TIRANA, May 20 – A German-Italian artist duo has been announced as the winning curators of the 21st edition of the Onufri competition, Albania’s most important visual arts event beating two other applications from a Dutch-Kosovo duo and Slovakia, organizers announced this week.
The duo known as VestAndPage is composed by German artist Verena Stenke and Venetian artist and writer Andrea Pagnes who have been working together since 2006, generating art in the mediums of live performance, filmmaking and writing, and as independent curators.
VestAndPage was selected for their Sio2 curatorial platform “The reason of Fragility, contemporary artists facing glass” which the jury said has a universal and phenomenological spirit and overcomes the local condition or temporary transition period by especially focusing on the fragility of human relations both with each other as well as the environment around.
“The VestAndPage proposal also offers a unique interaction opportunity between Albanian artists and some of the most renowned contemporary artists. Their extensive experience in complex, multimedia and multicultural events offers guarantee for the best implementation of this in situ exhibition as well as its coverage and promotion in national and international contemporary art stage and media,” said the organizing council of the Onufri exhibition composed of five renowned local artists.
VestAndPage‘s works have been produced and presented internationally in a variety of sites, museums and galleries, and have been described as transfixing, confronting, spellbinding, humble, uncomfortable, carrying fresh iconography, cathartic, visceral, liminal, otherworldly, shamanic, tensional, silent, delicate or mysterious.
The Netherland’s Vincent W.J van Gerven Oei and Kosovo’s Hana Qena and Slovakia’s Lydia Pribisova had also submitted projects to curate the Onufri exhibition.
The National Art Gallery, which is the organizer of this most important visual arts event in Albania, says the 21st edition of the Onufri exhibition will be held in November-December 2015. The Culture Ministry says last year’s absence of the Onufri exhibition was “a moment of reflection on the 20-year progress of the event with curators, artists and critics to coordinate energy on what has happened and what’s going to come.”

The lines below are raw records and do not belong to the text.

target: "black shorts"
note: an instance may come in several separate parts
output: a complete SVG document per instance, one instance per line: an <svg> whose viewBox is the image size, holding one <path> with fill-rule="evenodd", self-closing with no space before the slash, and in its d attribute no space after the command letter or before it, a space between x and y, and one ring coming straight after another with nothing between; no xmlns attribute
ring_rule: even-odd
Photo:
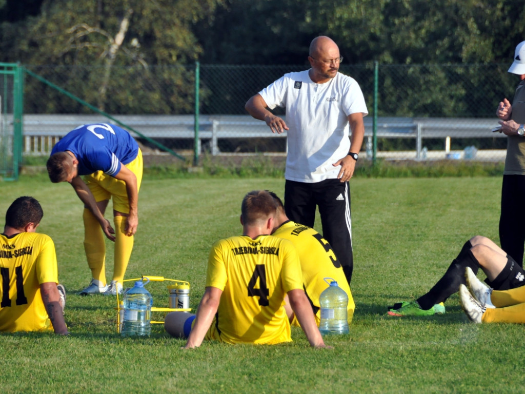
<svg viewBox="0 0 525 394"><path fill-rule="evenodd" d="M485 280L495 290L508 290L525 285L525 271L514 259L507 255L507 265L496 279L490 282Z"/></svg>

Back in 2013, Berlin-based Albanian artist Silva Agostini was announced the winner of the Onufri international visual arts competition with her “Red in common” video exploring the human body and the skin dividing the inner and outer part.
Praise of Doubt, proposed by Italian curator Claudio Cravero for the last edition of the Onufri Prize, investigated some of the new artistic practices and areas of research, demonstrating their links to today’s changeable political situation, as a mirror of the constant doubt. In the selected artworks, doubt emerged as something that inevitably affects everybody.
The visual arts competition is named after Onufri, a mid-16th century Arch-priest who was the most important painter of icons and murals of the early post-Byzantine era in Albania. His works influenced by the northern Greek painting of the Paleologus age, the Cretan School and western Gothic art can be seen in many churches in central Albania in Greece and in particular at the Onufri museum in Berat which was opened in 1986. Characteristic of Onufri’s works are strong colors, especially reds. Onufri’s two sons, Joan and Nikolla, were also icon painters of note.